Yes other people think its a good idea, and others are working on a light Ubuntu (using IceWM) for a future release. It would be great if you helped with that, but we would also welcome a new project as well. Anyone willing to put effort forth to help Ubuntu is a hero in this community.

ericsp
August 23rd, 2005, 09:02 AM
An ubuntu light version would be great. Where can I find info on the progress? I would favour an option when installing the full version of ubuntu:

( ) Standard (default)
( ) Light

Eric

Brunellus
August 23rd, 2005, 12:22 PM
An ubuntu light version would be great. Where can I find info on the progress? I would favour an option when installing the full version of ubuntu:

( ) Standard (default)
( ) Light

Eric
Progress: I'm still learning how to do it. I won't even be able to do any real work on it until the weekend.

Just so you know--I'm not an official developer, nor do I even play one on TV. Just an interested user who wants to see what he can do.

supernaut
August 23rd, 2005, 12:36 PM
How the hell would you replace Firefox with Enlightenment? Do you, perhaps, mean Dillo? Enlightenment is a desktop. ;)

Brunellus
August 23rd, 2005, 02:18 PM
How the hell would you replace Firefox with Enlightenment? Do you, perhaps, mean Dillo? Enlightenment is a desktop. ;)

I stand corrected.
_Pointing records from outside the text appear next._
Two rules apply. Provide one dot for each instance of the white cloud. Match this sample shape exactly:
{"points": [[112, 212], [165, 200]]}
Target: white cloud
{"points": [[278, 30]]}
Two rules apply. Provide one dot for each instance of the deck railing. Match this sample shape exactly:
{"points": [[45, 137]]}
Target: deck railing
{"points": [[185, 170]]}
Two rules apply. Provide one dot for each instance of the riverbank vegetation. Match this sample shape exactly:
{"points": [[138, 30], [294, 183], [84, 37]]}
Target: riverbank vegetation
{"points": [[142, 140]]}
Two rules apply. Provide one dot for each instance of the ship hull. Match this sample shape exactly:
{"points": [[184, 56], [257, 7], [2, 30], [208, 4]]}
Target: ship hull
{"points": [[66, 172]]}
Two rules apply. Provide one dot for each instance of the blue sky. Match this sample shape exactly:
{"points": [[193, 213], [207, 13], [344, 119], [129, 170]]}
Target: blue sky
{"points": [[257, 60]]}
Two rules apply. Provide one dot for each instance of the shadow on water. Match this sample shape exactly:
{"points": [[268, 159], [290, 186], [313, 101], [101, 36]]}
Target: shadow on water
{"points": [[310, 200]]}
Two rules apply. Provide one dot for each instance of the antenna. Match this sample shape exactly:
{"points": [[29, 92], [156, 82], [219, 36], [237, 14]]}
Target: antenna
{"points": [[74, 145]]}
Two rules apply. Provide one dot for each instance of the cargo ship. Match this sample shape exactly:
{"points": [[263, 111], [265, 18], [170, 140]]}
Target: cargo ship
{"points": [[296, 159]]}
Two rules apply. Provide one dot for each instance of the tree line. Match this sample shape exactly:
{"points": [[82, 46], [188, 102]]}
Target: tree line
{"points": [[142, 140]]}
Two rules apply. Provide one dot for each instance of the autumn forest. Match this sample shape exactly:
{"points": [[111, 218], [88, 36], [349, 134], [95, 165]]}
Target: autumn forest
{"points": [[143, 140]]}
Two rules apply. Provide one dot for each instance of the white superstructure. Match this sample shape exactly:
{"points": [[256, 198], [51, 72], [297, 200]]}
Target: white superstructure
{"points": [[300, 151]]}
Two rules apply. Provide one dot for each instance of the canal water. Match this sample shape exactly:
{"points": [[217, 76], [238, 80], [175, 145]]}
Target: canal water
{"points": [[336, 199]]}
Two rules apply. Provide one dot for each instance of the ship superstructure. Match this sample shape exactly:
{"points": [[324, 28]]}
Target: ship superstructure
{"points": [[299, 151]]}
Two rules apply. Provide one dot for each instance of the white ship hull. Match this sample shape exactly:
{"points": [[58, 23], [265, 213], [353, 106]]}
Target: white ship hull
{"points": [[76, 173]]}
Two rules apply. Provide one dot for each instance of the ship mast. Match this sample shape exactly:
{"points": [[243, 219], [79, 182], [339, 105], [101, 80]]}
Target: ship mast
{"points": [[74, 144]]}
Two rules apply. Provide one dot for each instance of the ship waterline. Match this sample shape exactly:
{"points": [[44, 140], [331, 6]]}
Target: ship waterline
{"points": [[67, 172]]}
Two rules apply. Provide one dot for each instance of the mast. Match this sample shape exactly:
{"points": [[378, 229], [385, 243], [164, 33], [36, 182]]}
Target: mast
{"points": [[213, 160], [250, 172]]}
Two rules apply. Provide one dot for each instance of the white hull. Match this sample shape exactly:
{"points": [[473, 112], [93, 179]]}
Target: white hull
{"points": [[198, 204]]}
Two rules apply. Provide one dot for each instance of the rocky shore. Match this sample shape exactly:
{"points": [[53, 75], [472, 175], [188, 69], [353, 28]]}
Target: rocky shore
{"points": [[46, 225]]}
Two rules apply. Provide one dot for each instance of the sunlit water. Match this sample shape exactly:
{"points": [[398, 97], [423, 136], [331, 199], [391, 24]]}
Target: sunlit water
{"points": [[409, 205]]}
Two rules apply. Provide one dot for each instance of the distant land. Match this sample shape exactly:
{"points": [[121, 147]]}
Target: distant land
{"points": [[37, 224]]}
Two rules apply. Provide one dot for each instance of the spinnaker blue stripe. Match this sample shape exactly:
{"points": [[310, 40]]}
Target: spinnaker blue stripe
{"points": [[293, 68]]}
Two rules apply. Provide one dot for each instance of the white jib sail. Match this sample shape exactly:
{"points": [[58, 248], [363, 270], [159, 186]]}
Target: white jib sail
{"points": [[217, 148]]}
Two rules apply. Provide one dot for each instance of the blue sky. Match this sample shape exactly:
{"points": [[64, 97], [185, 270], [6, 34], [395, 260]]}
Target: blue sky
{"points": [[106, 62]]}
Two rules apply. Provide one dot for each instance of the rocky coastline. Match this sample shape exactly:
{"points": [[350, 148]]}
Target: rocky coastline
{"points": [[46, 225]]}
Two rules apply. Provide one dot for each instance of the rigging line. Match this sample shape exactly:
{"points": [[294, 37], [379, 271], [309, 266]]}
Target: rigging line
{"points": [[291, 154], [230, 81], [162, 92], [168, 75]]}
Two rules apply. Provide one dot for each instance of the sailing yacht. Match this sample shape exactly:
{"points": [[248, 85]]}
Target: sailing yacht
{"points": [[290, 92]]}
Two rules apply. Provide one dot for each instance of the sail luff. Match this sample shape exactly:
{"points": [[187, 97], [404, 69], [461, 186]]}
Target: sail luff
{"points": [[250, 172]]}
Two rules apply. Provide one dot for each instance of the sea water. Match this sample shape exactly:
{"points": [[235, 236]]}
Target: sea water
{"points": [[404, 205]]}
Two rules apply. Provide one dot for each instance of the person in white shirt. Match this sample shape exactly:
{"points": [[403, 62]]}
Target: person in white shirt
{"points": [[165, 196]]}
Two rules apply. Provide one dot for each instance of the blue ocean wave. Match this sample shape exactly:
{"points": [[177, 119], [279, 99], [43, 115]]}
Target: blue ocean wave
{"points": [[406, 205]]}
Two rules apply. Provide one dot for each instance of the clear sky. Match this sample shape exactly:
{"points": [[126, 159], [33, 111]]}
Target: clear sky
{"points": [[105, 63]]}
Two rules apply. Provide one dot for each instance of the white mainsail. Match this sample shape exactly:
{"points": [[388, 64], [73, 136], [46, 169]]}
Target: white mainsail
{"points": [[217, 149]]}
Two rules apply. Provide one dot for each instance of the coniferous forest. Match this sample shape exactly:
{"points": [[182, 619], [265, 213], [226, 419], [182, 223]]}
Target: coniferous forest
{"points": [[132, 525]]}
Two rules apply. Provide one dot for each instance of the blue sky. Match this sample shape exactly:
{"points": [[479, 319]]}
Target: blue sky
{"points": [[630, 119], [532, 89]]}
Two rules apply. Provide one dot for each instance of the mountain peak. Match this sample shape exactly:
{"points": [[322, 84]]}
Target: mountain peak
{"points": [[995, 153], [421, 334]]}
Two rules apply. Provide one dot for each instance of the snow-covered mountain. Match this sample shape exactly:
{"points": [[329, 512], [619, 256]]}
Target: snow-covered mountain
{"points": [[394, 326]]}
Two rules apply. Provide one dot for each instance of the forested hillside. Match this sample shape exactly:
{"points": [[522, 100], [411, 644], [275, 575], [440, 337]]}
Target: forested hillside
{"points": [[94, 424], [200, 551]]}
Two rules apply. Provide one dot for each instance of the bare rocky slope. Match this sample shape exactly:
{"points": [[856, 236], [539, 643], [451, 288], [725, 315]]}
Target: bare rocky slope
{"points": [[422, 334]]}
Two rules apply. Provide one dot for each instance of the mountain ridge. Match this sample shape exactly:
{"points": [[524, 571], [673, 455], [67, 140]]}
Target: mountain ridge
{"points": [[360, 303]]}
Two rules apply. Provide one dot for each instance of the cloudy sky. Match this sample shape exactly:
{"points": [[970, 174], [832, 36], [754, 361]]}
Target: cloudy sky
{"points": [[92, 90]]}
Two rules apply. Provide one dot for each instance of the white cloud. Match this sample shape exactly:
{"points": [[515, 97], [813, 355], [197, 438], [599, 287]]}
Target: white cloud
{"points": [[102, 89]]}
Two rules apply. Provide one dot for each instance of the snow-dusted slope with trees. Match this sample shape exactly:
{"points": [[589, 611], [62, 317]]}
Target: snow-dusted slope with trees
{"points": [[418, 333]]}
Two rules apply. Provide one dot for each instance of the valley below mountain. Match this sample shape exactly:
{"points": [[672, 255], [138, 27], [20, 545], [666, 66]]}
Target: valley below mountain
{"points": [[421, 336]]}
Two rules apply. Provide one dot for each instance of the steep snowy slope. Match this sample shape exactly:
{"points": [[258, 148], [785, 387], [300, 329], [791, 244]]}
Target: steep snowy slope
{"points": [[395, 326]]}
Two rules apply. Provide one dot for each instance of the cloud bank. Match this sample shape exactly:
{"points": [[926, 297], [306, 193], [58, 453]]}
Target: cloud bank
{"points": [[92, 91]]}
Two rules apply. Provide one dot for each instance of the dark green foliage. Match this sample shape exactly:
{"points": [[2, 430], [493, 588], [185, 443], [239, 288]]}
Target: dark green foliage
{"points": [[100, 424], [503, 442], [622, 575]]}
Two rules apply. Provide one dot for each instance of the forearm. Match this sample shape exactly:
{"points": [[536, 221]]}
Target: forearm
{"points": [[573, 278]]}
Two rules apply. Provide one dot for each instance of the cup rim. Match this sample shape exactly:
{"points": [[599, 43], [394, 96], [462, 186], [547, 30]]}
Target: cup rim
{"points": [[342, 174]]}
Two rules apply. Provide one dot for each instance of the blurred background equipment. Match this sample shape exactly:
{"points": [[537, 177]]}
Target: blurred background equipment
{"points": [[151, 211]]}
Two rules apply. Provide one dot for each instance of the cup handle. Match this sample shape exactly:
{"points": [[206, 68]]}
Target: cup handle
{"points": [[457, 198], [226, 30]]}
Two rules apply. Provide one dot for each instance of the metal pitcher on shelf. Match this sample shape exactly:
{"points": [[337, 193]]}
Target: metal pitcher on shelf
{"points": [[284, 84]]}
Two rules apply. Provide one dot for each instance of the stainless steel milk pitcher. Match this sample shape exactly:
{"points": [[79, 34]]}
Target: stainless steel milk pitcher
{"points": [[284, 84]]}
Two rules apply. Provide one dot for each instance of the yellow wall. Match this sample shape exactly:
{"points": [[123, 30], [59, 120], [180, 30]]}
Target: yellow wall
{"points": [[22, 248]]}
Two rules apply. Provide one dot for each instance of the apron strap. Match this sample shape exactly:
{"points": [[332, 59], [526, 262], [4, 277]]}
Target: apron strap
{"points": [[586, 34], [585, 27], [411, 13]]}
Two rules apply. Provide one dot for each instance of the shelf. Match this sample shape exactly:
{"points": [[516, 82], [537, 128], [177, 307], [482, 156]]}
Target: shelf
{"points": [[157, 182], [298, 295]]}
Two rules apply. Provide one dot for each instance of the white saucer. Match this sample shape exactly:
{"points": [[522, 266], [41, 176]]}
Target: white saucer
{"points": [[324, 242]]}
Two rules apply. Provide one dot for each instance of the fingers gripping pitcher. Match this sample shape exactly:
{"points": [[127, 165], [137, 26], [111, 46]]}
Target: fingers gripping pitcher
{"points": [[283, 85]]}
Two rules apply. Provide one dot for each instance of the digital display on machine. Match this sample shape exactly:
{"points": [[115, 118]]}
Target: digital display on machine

Epiphany is what I meant.

xequence
August 23rd, 2005, 09:08 PM
I think it would be a good idea. The ubuntu live cd was really slow on my computer while installed to the hard drive it was faster...

drizek
August 23rd, 2005, 09:18 PM
I tried knoppix on my computer a couple days ago, and it was the fastest OS i have ever used.

you need 1gb of ram to run it, and when it is booting you have to type in "toram" and it copies the entire cd to ram and runs it from there. app launch speed was extremely fast and the whole thing was very responsive. if you have a gig or more of ram on your pc, i would recommend that you try it out.

an ubuntu live cd which would only require 512mb of ram rather than 1gb(knoppix has a LOT more apps installed than ubuntu) would be great. a "normal" option should still be available for those with less than 512mb of ram.

Edit: and OOo should be replaced by koffice, not abiword.

Brunellus
August 23rd, 2005, 09:50 PM
I tried knoppix on my computer a couple days ago, and it was the fastest OS i have ever used.

you need 1gb of ram to run it, and when it is booting you have to type in "toram" and it copies the entire cd to ram and runs it from there. app launch speed was extremely fast and the whole thing was very responsive. if you have a gig or more of ram on your pc, i would recommend that you try it out.

an ubuntu live cd which would only require 512mb of ram rather than 1gb(knoppix has a LOT more apps installed than ubuntu) would be great. a "normal" option should still be available for those with less than 512mb of ram.

Edit: and OOo should be replaced by koffice, not abiword.

Since Ubuntu is, officially, a GNOME/GTK-based distribution, I wanted to stay with that. GnomeOffice's Writer is Abiword.

KDE-centric live CD distributions are fairly common. Take your pick. My favorite is SLAX, which will happily load to ram on 512 and maybe even 256 MB of RAM.

xequence
August 23rd, 2005, 11:11 PM
Since Ubuntu is, officially, a GNOME/GTK-based distribution, I wanted to stay with that. GnomeOffice's Writer is Abiword.

KDE-centric live CD distributions are fairly common. Take your pick. My favorite is SLAX, which will happily load to ram on 512 and maybe even 256 MB of RAM.

Slax runs on 191 MB RAM ;D But for some reason it will only allow me to use 640*480 resolution... Ubuntu gives me 1024*768.

drizek
August 23rd, 2005, 11:24 PM
Slax runs on 191 MB RAM ;D But for some reason it will only allow me to use 640*480 resolution... Ubuntu gives me 1024*768.
no, load to ram is different. it copies the cd to ram and runs everything off of ram. it makes it extremely fast.